Occupational therapy is 91% women.

Occupational therapy is 91% women. Credit: Getty Images/StockPlanets

Long Island teachers rightfully earn six-figure salaries, which are necessary given our high cost of living and professional development required of all educators. Yet school occupational and physical therapy professionals face an arbitrary, outdated classification system.

School counselors, psychologists, social workers, and speech-language pathologists automatically join teachers’ unions with educational credentials and leadership pathways. OTs and PTs? We pray school districts do the right thing.

Some districts hire therapists as educators with full union benefits. Others exploit Civil Service as a loophole — lower pay scales, fewer salary steps, no education stipends. If trapped in Civil Service, physical therapists now need doctorates yet earn thousands of dollars less than classroom teachers with master’s degrees. The Janus Supreme Court decision in 2018 means districts that made poor choices decades ago legally cannot transfer therapists to teachers’ unions, perpetuating these inequities indefinitely.
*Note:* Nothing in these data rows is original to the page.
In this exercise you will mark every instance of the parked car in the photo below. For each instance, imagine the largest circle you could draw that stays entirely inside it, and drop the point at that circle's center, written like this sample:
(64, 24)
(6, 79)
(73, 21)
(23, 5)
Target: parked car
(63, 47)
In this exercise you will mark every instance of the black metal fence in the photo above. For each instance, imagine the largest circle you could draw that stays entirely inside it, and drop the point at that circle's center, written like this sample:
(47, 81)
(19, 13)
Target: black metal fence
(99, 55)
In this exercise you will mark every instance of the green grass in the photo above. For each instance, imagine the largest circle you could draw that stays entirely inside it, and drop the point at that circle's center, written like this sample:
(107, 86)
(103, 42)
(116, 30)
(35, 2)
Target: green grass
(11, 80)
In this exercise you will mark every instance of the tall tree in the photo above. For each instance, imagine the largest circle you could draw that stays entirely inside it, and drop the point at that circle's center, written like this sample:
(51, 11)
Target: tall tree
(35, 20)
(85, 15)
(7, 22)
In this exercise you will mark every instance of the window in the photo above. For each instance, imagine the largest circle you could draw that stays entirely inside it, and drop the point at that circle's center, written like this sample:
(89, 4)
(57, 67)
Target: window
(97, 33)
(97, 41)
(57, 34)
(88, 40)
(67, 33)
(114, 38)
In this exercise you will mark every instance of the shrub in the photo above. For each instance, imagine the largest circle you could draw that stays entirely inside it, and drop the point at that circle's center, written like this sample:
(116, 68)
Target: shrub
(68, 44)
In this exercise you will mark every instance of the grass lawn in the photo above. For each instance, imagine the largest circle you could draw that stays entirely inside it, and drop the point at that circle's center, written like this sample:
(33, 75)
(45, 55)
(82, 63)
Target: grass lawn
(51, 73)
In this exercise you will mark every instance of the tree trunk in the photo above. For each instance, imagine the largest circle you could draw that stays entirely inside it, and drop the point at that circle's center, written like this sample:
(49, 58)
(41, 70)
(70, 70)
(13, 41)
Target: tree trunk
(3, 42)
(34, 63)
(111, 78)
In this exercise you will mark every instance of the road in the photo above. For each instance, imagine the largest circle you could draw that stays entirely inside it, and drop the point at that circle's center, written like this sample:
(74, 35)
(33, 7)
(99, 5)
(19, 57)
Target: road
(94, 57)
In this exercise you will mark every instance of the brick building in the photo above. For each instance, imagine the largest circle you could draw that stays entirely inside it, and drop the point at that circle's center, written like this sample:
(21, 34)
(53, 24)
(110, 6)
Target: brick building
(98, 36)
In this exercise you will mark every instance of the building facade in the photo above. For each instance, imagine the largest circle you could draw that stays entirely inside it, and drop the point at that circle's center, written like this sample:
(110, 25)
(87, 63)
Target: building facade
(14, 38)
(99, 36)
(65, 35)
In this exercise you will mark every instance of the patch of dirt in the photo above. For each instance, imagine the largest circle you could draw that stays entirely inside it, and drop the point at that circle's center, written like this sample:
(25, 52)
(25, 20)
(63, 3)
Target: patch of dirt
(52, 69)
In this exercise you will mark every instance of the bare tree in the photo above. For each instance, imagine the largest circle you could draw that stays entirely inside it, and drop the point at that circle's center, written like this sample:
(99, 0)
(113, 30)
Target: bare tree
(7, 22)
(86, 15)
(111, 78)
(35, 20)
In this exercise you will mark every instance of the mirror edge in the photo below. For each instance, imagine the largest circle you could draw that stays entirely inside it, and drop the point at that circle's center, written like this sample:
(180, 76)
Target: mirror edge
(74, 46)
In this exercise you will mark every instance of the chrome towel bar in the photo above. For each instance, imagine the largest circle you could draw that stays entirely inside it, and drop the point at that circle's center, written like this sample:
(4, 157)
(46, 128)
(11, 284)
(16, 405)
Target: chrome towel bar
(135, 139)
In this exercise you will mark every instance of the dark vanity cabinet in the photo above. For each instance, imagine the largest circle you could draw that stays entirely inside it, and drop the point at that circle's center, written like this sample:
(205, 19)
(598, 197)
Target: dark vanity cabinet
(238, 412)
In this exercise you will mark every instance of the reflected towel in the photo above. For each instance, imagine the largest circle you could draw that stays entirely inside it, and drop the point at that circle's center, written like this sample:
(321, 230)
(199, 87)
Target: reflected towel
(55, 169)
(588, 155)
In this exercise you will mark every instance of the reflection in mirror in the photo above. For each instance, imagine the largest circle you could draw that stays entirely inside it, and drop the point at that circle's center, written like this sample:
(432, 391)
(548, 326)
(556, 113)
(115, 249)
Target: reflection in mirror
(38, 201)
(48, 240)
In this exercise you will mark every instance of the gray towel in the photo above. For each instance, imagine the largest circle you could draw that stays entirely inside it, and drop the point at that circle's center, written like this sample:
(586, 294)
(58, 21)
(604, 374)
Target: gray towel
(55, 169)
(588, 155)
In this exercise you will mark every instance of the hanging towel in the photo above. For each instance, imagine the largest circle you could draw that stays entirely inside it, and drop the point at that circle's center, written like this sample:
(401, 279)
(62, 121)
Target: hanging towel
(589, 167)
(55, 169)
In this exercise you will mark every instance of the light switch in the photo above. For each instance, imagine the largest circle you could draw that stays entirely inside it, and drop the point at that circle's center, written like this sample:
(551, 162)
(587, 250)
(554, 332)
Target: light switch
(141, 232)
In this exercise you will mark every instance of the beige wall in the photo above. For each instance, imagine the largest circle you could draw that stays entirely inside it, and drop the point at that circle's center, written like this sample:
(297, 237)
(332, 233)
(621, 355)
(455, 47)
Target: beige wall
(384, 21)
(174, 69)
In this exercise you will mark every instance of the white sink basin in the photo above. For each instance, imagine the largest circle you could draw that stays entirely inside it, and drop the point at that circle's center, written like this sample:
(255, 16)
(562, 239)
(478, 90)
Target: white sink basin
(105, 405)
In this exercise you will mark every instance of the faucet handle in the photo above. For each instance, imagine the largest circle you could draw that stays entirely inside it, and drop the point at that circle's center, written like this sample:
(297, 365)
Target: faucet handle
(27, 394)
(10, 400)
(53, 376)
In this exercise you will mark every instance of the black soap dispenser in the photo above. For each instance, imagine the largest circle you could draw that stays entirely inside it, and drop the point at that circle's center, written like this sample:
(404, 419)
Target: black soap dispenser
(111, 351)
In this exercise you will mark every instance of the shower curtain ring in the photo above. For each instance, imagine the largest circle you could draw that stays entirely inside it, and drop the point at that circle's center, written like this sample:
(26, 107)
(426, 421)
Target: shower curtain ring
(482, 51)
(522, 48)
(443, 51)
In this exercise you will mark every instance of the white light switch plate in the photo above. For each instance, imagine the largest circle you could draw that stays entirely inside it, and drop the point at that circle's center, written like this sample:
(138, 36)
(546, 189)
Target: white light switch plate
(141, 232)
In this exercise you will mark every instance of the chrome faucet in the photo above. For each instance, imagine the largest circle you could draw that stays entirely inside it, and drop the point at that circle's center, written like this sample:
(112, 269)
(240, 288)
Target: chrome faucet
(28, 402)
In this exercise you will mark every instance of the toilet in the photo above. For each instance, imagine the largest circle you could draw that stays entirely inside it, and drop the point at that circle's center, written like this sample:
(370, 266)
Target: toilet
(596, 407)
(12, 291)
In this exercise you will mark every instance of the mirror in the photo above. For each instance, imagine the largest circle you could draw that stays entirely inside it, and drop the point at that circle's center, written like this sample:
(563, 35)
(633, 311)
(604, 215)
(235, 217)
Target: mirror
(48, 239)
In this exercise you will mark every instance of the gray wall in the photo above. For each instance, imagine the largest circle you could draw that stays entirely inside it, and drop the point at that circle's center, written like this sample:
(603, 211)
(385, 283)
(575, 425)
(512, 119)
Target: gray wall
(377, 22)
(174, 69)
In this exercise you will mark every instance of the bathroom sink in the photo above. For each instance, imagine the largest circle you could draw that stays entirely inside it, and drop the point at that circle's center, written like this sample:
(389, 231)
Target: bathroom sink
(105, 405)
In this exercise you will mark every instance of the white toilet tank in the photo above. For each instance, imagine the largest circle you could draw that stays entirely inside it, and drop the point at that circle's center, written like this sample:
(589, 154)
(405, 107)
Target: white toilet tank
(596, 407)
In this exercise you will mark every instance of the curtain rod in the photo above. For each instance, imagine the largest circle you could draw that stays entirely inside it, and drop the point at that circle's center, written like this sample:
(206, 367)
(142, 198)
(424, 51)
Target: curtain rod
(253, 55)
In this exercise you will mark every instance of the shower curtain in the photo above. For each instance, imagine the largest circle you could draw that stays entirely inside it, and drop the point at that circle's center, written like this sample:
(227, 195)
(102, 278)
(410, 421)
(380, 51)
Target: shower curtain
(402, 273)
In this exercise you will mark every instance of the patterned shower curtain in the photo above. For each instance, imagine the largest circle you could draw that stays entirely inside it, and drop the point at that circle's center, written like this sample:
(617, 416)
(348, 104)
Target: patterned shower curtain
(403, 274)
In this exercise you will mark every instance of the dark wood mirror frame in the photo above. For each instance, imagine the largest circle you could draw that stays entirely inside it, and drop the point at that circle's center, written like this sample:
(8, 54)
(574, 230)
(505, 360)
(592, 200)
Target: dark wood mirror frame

My Touro University research team surveyed 714 New York school-based OTs. The results? An overwhelming 94.7% want access to administrative training and leadership pathways, unavailable for Civil Service employees. This isn’t a few disgruntled workers — it’s a near-unanimous consensus among school OTs.

This is also a gender equity issue. Occupational therapists are 91% women. New York City’s 2024 Pay Disparity Report confirms that 95% of gender and racial pay gaps in municipal employment stem from occupational segregation, which concentrates women in lower-paying job titles.

Pending state legislation would create career pathways for therapy practitioners, bringing New York in line with federal expectations and how we treat other master’s-level school professionals. The evidence is overwhelming. The research is published. Will Albany act?

— Jaime Spencer, Nesconset

The writer is a school OT who led the Touro University study.